As any other operating system, Linux comes with its own problems.  Today I like to talk about how to umount your flash/usb drive from your Linux box (Linux computer).  When everything is fine as the sky is blueish, no rain, and the sun is out shining brightly, you find that umount is working without complaining.  The truth is that umount sometimes behave oddly, but not everyone using Linux will be the unlucky one that gets to experience this.  I had!  Umount complained that the device is busy and cannot be umount.  I was freaking out, and of course, the logical thing to do is to get out of the directory that you want to umount, but when I did that the freaking Linux still complained that the device is busy.
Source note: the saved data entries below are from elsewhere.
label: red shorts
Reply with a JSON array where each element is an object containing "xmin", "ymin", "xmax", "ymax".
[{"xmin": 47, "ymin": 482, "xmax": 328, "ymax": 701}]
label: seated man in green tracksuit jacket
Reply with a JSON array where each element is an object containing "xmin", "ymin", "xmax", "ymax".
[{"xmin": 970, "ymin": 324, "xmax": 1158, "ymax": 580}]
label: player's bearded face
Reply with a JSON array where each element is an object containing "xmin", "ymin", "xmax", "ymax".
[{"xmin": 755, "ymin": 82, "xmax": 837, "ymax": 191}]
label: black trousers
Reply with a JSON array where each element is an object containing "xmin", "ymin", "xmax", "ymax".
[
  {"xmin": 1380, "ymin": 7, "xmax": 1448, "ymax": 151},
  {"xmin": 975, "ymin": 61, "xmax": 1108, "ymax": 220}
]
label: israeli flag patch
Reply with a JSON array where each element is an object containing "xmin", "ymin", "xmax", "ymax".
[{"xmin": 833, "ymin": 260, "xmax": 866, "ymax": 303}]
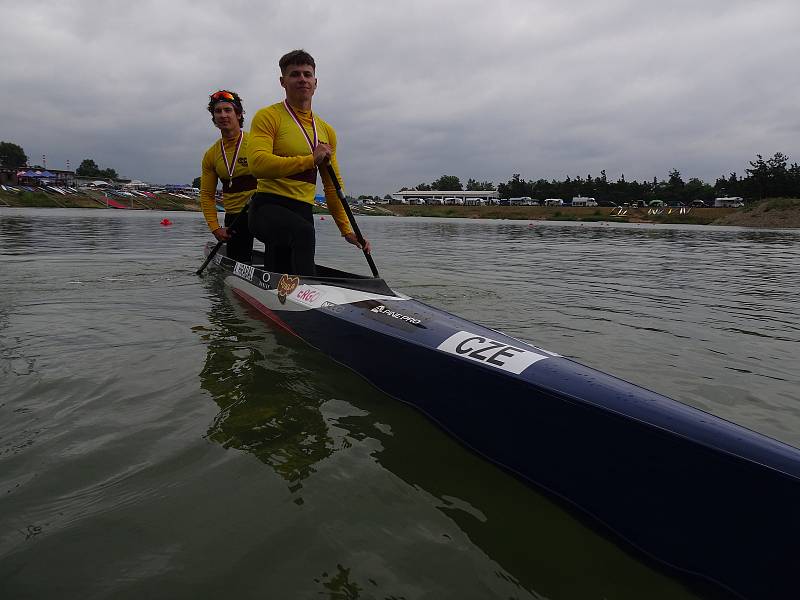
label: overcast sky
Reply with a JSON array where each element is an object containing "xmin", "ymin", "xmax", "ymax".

To solve the problem like this, I had to search the web for an answer!  I found the answer, and it was about a running process or a running file that failed to die and still used the mounting directory.

Let solve this!  First you need to get out of the directory that you’re trying to umount.  Type pwd to see what directory you’re in.  You can also do mount -l to list the mounting devices/directories.  By checking with mount -l you can see that the flash/usb drive is listed there as a mounting device/directory, and this assures you that the device is still busy.  The easiest way is to see if one command line “umount -l /media/disk” (/media/disk is where my flash/usb drive mounts to, your can be named differently) solves the problem.  After trying umount -l and you still see Linux complains about the device is busy, then you have to try the next method.

Alternative method is to kill the process that bothers the mounting device.  To list the process that bothers your mounting device, you can try “fuser -m /media/disk” command line.  This will show the process’s ID of the bothersome process/file.  To kill the bothersome process/file, you need to do “kill -9 12345″ where as 12345 is the process’s ID.  Each process has different ID number, and so number 12345 is just an example. After killing the bothersome process/file, you can try “umount -l /media/disk” again to see if umount is possible or not.  You can also do “mount -l” to see the mounting device that you’re trying to get rid of is still hanging around or not.